5. The device is characterized by comprising a processing module, a laser receiving and transmitting module and a signal acquisition module, wherein the processing module is respectively and electrically connected with the laser receiving and transmitting module and the signal acquisition module, and the laser receiving and transmitting module is electrically connected with the signal acquisition module;

an included angle exists between the optical axis of the laser transceiver module and the moving direction of the measured moving object, and the included angle is an acute angle or an obtuse angle; the measured moving object rotates around a moving shaft; the movement direction of the measured moving object is the speed direction at the intersection point of the optical axis and the surface of the measured moving object;

the laser receiving and transmitting module is used for transmitting laser when receiving a starting instruction sent by the processing module;

the signal acquisition module is used for acquiring an acquisition electric signal by detecting an interference light signal in the laser receiving and transmitting module; the interference optical signal is formed by the laser and the reflected light of the laser in the laser receiving and transmitting module;

the processing module is used for processing the acquired electric signals in the signal acquisition module to obtain corresponding interference frequencies of the acquired electric signals; obtaining a speed corresponding to the interference frequency according to the matching relation between the speed and the interference frequency; the speed represents a speed component of the measured moving object in the optical axis direction; obtaining the movement speed of the measured moving object according to the speed and the included angle;

the processing module is further configured to:

when each preset speed is obtained, obtaining a matching frequency corresponding to the preset speed;

and performing linear fitting according to the obtained multiple preset speeds and the matching frequencies corresponding to the multiple preset speeds to obtain a functional relationship, wherein the functional relationship represents the matching relationship between the speeds and the interference frequency.
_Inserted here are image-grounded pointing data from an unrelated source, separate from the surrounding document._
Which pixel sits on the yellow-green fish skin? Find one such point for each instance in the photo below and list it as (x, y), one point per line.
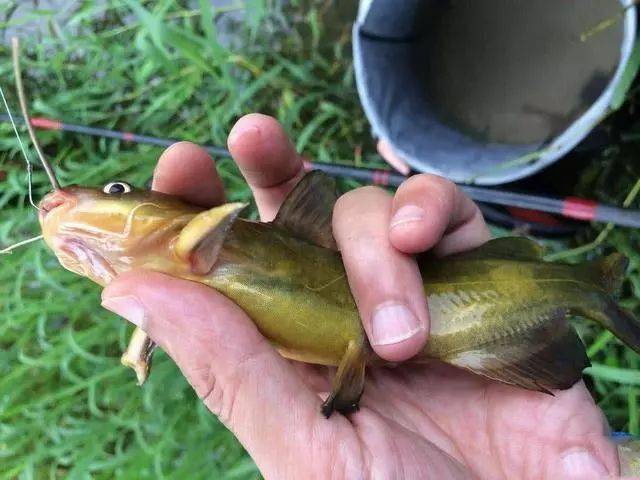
(298, 296)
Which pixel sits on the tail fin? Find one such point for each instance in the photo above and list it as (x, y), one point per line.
(622, 323)
(608, 272)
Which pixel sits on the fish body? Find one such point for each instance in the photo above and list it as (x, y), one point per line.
(298, 296)
(498, 311)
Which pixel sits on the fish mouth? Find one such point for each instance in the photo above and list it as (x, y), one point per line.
(77, 256)
(52, 201)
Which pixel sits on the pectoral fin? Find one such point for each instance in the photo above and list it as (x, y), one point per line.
(549, 356)
(348, 383)
(201, 239)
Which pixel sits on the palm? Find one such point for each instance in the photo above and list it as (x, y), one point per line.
(415, 419)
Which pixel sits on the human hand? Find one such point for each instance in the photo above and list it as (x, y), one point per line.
(429, 421)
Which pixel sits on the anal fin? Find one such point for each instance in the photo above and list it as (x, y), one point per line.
(549, 356)
(348, 383)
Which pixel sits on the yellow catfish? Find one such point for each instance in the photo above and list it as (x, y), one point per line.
(498, 311)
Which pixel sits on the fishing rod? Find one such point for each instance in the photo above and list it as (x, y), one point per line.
(569, 207)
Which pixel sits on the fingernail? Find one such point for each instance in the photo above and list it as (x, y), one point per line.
(406, 214)
(583, 465)
(393, 322)
(240, 130)
(127, 307)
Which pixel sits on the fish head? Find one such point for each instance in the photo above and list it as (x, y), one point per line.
(101, 233)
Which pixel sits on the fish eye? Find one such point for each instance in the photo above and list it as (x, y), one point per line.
(115, 188)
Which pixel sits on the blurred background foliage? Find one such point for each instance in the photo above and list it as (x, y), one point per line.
(188, 70)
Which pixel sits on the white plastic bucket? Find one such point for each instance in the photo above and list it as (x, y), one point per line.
(388, 33)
6. The apparatus of claim 5, wherein the laser transceiver module comprises a drive unit and a semiconductor laser unit, the drive unit being electrically connected to the processing module;

the driving unit is used for controlling the optical power of the laser;

the semiconductor laser unit is used for emitting laser.

7. The device according to claim 5, wherein the signal acquisition module comprises a photoelectric detection unit, a signal amplification unit and an acquisition unit, which are electrically connected in sequence;

the photoelectric detection unit is used for converting the detected interference light signals into electric signals;

the signal amplifying unit is used for amplifying the electric signals in the photoelectric detection unit;

the acquisition unit is used for acquiring the electric signals amplified in the signal amplification unit to obtain acquired electric signals.

8. The apparatus of claim 5, further comprising a focusing module;

the focusing module is used for focusing the laser in the laser receiving and transmitting module.